Rich Earley, CEO of Clean Urban Energy presents at Clean Energy Trust's Clean Energy Challenge in March 2011 | Courtesy of Clean Energy Trust
Startups are engines of job creation. It is entrepreneurs in innovative fields like clean energy who will build the new industries of the 21st century.
To accelerate high-growth entrepreneurship across the nation and move cutting-edge clean energy technologies from the lab to the marketplace, a year ago the Energy Department launched the Innovation Ecosystem Initiative.
As part of this initiative, five projects, led by universities and nonprofits in five distinct geographic regions across the United States, were awarded a total of $5.3 million over three years to encourage rapid market penetration of innovative clean energy research and development activities.

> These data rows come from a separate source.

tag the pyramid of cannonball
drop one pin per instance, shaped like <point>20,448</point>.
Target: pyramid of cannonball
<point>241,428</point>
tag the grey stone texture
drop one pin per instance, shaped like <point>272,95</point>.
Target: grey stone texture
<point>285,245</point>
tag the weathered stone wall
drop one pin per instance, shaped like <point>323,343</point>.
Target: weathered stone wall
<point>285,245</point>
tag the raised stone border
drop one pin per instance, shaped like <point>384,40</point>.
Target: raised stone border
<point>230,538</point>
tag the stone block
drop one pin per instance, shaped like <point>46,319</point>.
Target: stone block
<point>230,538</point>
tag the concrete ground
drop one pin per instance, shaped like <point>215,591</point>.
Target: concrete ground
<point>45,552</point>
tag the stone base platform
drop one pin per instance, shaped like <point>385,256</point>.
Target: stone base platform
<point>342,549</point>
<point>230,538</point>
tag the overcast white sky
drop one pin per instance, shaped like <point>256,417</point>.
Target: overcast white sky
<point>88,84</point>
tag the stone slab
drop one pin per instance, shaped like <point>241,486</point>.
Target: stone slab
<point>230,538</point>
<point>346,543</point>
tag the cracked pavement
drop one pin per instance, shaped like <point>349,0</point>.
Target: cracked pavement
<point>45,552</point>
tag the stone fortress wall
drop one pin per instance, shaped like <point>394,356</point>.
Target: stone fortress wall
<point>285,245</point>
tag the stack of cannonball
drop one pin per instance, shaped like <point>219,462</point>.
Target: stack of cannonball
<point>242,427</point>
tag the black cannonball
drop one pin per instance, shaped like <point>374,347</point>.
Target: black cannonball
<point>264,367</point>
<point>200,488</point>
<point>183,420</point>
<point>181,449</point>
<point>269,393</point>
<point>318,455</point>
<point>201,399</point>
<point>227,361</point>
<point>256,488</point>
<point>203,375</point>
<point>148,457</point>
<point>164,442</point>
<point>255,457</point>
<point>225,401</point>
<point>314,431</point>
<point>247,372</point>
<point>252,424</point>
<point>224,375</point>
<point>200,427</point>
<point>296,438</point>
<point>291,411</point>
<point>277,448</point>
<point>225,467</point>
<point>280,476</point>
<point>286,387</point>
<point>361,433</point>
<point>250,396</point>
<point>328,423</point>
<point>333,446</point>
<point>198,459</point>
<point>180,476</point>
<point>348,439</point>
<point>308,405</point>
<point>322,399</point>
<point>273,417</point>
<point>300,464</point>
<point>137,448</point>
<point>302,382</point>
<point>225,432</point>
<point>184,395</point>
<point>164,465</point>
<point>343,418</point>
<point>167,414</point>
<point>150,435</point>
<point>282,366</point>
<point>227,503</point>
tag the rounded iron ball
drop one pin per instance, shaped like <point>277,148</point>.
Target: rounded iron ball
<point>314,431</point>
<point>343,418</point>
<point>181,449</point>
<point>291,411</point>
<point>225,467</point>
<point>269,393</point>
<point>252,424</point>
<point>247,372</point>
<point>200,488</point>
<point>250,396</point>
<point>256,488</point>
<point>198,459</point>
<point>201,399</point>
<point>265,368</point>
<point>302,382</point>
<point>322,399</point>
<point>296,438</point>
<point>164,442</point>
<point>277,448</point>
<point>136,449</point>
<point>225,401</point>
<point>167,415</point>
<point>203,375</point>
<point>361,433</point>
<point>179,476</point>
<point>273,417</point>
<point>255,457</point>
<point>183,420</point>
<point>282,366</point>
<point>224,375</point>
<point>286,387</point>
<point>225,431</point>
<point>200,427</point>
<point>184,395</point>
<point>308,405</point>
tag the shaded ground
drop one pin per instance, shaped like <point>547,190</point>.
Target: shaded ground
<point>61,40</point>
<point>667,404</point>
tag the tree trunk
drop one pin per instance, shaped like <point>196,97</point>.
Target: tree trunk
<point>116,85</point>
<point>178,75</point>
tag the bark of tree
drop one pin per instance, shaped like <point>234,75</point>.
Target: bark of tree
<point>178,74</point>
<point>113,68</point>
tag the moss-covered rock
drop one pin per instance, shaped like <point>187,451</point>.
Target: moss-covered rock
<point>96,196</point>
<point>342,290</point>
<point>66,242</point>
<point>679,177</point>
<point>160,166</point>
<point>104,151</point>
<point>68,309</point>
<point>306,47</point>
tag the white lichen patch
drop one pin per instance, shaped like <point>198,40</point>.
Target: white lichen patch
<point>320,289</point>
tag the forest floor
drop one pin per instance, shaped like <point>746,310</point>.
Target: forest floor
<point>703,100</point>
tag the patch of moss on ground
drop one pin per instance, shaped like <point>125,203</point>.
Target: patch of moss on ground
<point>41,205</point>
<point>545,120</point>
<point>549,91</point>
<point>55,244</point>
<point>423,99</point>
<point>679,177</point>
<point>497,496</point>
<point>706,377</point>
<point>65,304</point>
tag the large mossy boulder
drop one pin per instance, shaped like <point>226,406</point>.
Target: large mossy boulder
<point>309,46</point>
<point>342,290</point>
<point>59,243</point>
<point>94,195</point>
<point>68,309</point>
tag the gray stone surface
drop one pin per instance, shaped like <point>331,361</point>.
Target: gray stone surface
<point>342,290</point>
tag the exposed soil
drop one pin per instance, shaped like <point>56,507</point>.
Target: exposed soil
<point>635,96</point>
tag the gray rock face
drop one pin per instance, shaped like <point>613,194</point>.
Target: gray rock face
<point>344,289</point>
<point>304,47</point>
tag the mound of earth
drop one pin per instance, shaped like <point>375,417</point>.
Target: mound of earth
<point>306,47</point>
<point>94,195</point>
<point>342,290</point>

One of the selected projects leading the way is Clean Energy Trust. The Chicago-based non-profit connects entrepreneurs, researchers and early stage clean energy businesses across the Midwest with expertise and capital.
As an Innovation Ecosystem, Clean Energy Trust has launched the Clean Energy Challenge — an annual business plan competition in which competitors submit their respective plans. The winning team develops the most efficient and effective way to get different technologies to market. Clean Energy Trust collaborates with the Illinois Institute of Technology, Northwestern University, University of Chicago, and the University of Illinois to challenge Illinois scientists and entrepreneurs to compete for $100,000 in seed funds and business support services.
Smart-grid startup Clean Urban Energy won the inaugural competition — securing $75,000 for its energy storage and smart grid performance optimization technology. Through its software platform and service, Clean Urban Energy harnesses a building's inherent thermal mass to drive 15-30% electricity savings and deliver significant megawatt storage capacity to grid operators.
This award not only means critical guidance and support from the Clean Energy Trust network, it also helped Clean Urban Energy attract the attention of the venture capital industry — leading them to secure an impressive $7 million in funding from Battery Ventures and Rho Ventures, as well as other key investors. The boost in funding has meant significant growth for the company — enabling them to hire several new employees. In addition, Clean Urban Energy will use the new capital to fuel strategic development in four new major U.S. cities: New York, Los Angeles, San Francisco, and Houston.
One of the ideas behind the Innovation Ecosystem is to create a new pathway to accelerate innovation, and this is exactly what happened with Clean Urban Energy and the Clean Energy Trust. Through the Clean Energy Trust competition, a team of deserving American innovators was able to get the funding, attention, and validation it needed to push its idea forward.